One of the alleged successful experiments is located on a cattle farm a few miles south of Durrant Wis., where, it is said, three bison captured a few years ago have, by cross-breeding, increased to a herd of 43 animals; and the owners of the herd believe that an extension of their method of cross-breeding will bring them a fortune in the near future.
The statement, however, has not been received with much favor by cattle dealers, who are aware of the ill success of several similar experiments during recent years.
Some years ago, when the fact was suddenly realized that the bison was in imminent danger of extinction, the federal government took steps to avoid that calamity by the formation of buffalo farms, where, by careful breeding, at least specimens of the disposed monarch of the prairie could be preserved. Several private individuals also established buffalo farms for the same purpose. One of the most successful of these was that of the late Austin Corbin, the banker and railroad magnate. His herd originally consisted of 17 buffaloes, but now it comprises nearly 100 head of pure-bred bison, and it is said to be the largest single herd of these animals in the country.
Mr. Austin Corbin, son of their original owner of the herd, when asked for his opinion as to the probability of successful cross-breeding of the buffalo with the domestic cattle, said: “it may be possible, but guided by a knowledge of experiments in that direction made by my father. I would require very strong proof of the fact before believing that it has been, or can be done with success. At the suggestion of the Duke of Marlborough, my father, several years ago, imported a herd of Polled-Angus cattle, some 30 in number, from Scotland, for the purpose of cross-breeding with the bison on our cattle farm at Newport, N.H. The conditions were most favorable, as the bison were thoroughly acclimated and had largely increased in numbers, but the attempt at cross-breeding was almost a total failure. The result was so unsatisfactory that the experiment was abandoned, and we returned to the raising of the bison, deer and unadulterated. The only successful attempts at cross-breeding that I have heard of was that of “Buffalo” Jones, owner of an extensive cattle range in New Mexico. When he was here, some five years ago, Jones claimed that his experiment had been a success: but when I saw him last, six months ago. I judged from his unwillingness to discuss the cross-breeding of bison that his experiment had not continued to be successful. What makes me most doubtful that it would pay Breeders to go into cross-breeding of bison with domestic cattle on an extensive scale is the fact that, while the half- breeds would bring little more than ordinary cattle, the raising of pure-bred bison would pay handsomely. There is no trouble in getting $1000 for first class buffalo cow and prices range all the way from that figure down to $500. It seems to me that it would pay these Wisconsin breeders to raise the simon-pure article of American bison, rather than the half-breed buffalo.”
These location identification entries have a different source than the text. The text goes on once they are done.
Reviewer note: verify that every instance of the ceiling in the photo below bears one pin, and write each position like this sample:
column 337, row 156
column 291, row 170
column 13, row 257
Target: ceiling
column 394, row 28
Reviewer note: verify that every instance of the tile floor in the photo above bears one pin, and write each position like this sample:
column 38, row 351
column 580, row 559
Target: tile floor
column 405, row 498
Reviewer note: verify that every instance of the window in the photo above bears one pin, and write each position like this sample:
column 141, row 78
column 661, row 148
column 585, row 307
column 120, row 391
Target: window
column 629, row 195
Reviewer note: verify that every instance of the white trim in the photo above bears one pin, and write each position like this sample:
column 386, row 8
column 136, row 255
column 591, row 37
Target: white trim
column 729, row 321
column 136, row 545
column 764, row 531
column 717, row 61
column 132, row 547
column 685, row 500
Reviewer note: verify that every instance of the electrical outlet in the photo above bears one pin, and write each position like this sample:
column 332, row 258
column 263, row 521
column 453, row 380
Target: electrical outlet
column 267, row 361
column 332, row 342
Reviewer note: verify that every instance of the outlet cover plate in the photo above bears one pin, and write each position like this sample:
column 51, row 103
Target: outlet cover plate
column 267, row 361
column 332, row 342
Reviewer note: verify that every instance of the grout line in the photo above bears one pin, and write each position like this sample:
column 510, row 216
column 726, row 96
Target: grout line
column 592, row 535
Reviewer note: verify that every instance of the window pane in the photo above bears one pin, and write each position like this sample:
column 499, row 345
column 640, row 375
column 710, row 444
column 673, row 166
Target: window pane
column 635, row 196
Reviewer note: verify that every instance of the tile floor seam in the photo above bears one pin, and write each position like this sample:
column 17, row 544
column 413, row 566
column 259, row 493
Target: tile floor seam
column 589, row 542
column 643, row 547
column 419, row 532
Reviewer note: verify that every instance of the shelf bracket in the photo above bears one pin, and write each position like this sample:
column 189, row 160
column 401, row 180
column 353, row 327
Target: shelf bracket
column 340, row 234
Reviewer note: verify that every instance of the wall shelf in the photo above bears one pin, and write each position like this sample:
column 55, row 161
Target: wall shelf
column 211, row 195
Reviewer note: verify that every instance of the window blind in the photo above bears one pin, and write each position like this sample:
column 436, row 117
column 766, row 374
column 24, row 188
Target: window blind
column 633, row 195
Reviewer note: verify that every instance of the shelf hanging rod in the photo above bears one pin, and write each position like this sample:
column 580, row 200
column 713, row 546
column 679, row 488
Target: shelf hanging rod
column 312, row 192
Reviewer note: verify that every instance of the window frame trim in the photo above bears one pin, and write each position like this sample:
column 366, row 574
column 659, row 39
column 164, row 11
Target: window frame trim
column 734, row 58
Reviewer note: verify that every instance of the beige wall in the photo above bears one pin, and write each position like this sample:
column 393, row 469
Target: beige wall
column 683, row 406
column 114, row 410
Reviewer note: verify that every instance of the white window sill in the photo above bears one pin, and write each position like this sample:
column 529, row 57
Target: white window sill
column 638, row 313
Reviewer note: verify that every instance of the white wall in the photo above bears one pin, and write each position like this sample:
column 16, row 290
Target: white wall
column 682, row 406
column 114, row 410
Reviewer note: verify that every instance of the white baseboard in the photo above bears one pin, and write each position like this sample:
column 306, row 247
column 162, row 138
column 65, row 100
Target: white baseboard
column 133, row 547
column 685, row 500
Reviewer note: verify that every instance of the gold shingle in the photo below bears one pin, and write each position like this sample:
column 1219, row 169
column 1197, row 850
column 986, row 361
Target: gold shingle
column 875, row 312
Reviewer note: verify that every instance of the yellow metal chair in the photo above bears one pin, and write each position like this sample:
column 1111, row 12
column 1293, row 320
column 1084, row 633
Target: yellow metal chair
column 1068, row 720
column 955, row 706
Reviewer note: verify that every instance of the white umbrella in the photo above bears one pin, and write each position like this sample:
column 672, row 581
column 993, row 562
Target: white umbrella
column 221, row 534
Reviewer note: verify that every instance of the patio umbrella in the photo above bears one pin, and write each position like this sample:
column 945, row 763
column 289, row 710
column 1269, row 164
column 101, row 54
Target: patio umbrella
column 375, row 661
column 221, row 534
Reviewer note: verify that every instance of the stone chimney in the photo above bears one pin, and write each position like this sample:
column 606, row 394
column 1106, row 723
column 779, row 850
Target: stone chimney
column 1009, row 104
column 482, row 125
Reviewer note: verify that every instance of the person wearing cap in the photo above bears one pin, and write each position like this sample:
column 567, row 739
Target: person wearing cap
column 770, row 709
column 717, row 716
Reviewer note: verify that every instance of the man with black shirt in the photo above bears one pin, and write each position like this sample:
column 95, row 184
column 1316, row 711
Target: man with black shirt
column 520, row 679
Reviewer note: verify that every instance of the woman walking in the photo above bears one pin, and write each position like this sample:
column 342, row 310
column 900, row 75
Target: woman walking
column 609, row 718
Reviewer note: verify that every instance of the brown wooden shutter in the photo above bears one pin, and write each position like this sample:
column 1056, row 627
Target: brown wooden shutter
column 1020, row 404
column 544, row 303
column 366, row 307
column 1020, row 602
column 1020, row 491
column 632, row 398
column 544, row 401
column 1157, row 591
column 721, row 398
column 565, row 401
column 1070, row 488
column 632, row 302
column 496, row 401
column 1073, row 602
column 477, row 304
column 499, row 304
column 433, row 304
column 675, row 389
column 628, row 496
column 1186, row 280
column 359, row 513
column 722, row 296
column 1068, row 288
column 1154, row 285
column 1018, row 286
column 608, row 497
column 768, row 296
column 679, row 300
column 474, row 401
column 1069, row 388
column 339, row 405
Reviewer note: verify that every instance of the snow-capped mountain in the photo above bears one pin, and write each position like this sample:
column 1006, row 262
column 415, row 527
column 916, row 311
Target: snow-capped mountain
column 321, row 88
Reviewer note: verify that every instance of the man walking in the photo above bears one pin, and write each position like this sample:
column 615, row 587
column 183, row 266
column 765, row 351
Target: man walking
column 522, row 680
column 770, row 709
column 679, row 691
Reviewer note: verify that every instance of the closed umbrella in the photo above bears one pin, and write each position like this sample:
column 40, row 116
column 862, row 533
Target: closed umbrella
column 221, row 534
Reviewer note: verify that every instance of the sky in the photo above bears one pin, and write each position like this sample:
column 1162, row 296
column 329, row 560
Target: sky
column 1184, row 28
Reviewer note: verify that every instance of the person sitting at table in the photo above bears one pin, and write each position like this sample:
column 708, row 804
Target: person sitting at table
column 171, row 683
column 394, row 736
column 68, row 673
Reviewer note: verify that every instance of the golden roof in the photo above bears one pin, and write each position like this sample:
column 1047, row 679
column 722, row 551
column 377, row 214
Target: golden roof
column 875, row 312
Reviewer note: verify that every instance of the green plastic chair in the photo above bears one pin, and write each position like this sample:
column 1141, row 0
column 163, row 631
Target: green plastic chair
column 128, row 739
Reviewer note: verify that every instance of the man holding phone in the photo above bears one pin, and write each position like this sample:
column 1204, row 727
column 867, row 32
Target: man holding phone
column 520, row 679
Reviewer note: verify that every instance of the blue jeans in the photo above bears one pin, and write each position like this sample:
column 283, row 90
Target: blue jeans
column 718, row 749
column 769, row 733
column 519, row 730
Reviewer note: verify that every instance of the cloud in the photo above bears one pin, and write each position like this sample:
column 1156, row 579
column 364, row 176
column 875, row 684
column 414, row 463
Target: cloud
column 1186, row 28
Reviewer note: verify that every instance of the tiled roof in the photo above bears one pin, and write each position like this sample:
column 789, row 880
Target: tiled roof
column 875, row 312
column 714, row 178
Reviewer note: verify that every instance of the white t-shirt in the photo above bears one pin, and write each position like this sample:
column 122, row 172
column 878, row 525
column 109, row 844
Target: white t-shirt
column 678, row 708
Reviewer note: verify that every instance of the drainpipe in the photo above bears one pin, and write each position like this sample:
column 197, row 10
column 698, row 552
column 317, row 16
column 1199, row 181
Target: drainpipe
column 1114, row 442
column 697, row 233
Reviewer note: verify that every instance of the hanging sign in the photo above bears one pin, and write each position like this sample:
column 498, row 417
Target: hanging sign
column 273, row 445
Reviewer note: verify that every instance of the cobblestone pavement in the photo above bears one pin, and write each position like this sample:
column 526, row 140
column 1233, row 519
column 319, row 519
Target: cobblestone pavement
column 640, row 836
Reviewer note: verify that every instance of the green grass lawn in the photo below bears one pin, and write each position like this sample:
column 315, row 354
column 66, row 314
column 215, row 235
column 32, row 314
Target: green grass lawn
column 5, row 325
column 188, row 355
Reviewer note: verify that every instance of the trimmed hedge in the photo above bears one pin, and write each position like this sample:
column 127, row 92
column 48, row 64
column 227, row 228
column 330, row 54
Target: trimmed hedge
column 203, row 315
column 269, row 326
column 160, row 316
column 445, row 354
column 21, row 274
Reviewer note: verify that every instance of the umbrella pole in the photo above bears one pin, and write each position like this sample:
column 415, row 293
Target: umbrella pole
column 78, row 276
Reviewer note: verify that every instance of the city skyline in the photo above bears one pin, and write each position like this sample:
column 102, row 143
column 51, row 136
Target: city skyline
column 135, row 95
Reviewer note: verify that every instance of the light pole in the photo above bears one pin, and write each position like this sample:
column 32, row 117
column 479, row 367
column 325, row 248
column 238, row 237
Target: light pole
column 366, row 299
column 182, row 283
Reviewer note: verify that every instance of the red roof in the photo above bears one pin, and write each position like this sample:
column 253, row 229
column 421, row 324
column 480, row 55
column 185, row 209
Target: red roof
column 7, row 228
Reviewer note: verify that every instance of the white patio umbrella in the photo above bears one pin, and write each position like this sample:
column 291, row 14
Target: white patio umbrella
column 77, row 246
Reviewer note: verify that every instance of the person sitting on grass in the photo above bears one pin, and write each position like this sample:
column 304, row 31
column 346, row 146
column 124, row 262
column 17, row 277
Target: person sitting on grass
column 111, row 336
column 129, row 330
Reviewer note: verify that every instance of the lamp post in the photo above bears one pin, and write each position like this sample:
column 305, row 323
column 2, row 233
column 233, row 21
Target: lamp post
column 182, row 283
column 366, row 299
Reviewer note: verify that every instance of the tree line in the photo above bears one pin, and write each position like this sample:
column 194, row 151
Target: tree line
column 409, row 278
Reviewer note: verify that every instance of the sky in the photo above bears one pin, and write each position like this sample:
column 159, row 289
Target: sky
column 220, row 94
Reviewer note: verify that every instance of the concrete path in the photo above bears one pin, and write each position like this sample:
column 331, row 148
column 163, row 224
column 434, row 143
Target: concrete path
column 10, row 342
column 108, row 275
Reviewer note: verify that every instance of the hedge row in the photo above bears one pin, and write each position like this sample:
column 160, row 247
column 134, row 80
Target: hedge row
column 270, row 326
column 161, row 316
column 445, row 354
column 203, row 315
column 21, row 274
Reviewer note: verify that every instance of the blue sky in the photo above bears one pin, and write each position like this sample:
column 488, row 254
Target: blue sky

Mr. Corbin explained his recent action, in demanding the return of the 25 bison loan by him to the park commissioners, by stating that the animals are in a bad condition, owing to bad water, and the fact that they had not sufficient grazing ground. The section set apart for them contained 70 acres, but only 20 acres are available for grazing. The commissioners refused to increase the area, and therefore Mr. Corbin wanted his buffalo back on his own place, where he could take proper care of them.